Such a deep transformation requires big coalitions based on common agendas.19
The most fundamental and urgent actions needed are those to end wars and imperial aggressions, while fighting back against domestic racism and the rise of reactionary and far-right agendas. How? There is no magic bullet. We need to work together to help build larger alliances and greater capacities. This means not only joining solidarity actions, but finding ways to connect to people's every day lives and change the things that are driving them into the hands of the far-right.
In terms of government action, people can demand measures to stop corporate profiteering, like price controls, strategic food reserves and wealth taxes on billionaires (and soon to be trillionaires) to redistribute resources and fund public services.20 These are mushrooming in many jurisdictions, and need broad-based political support.
We also need to strengthen programmes to ensure equal access to healthy and safe food. Good examples of this are what Mayor Zohran Mamdani is doing in New York City to create public groceries, as well as the food social security systems being tested in numerous countries of Europe.21 But these cannot be top-down, big state projects, of the kind that President Prabowo is implementing in Indonesia.22 They should be led by the food producers and workers who are already there. We need to build public investment, without corporations.
The US-Israel war on Iran has, once again, made our food system's over-reliance on fossil fuels and vulnerability to imperial aggressions painfully obvious.
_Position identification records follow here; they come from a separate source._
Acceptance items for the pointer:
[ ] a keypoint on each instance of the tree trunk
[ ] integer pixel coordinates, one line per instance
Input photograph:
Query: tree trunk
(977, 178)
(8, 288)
When taken together with the climate crisis, it is clear that we must urgently break this addiction and build up biodiverse food systems that are far less dependent on fossil fuels.23 This can be a core objective bringing different social movements together, but only if it is anchored in building economies of solidarity and equity.
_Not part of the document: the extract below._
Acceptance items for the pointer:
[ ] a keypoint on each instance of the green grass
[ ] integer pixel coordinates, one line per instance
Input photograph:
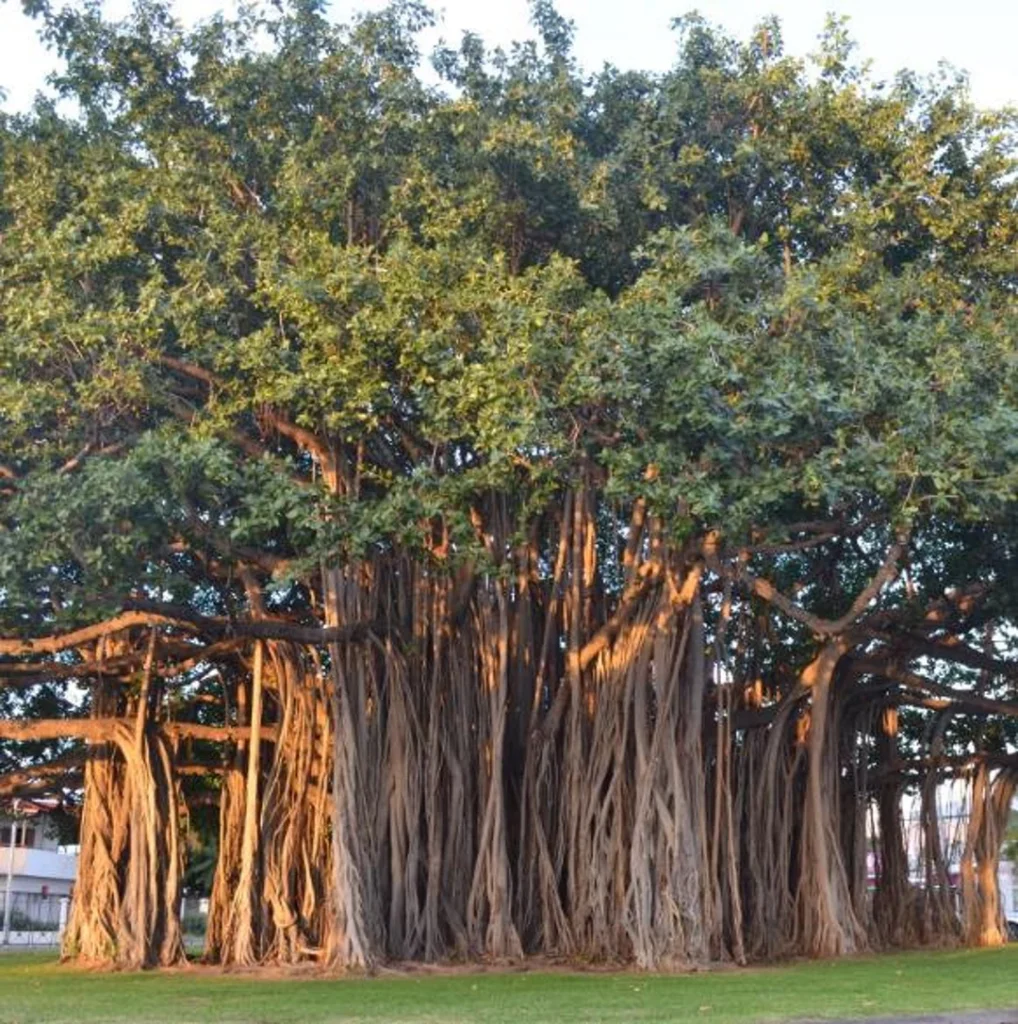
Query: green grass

The irony of how Iran feeds the UAE
Soon after the war on Iran started, Teheran retaliated by sending a barrage of missiles and drones against US interests in the United Arab Emirates, just across the Persian Gulf. People in the UAE understandably panicked. But perhaps lost from view was the extent to which they had grown to rely on Iranian farmers for their daily food. As reported by The Economist a year earlier, a huge web of “smuggling” (in the eyes of the US sanctions’ regime) had developed to ship Iranian cucumbers, aubergines, mushrooms, lettuce, tomatoes, celery and more to the UAE.24 They were buried in boxes and hidden in ships that regularly plied the two-hour journey via Sharjah. Once on the UAE side, they continued their journey into the Emirates’ cities and supermarkets through a system of payments where currencies never changed hands but goods like appliances were bartered in exchange and sent back to Iran.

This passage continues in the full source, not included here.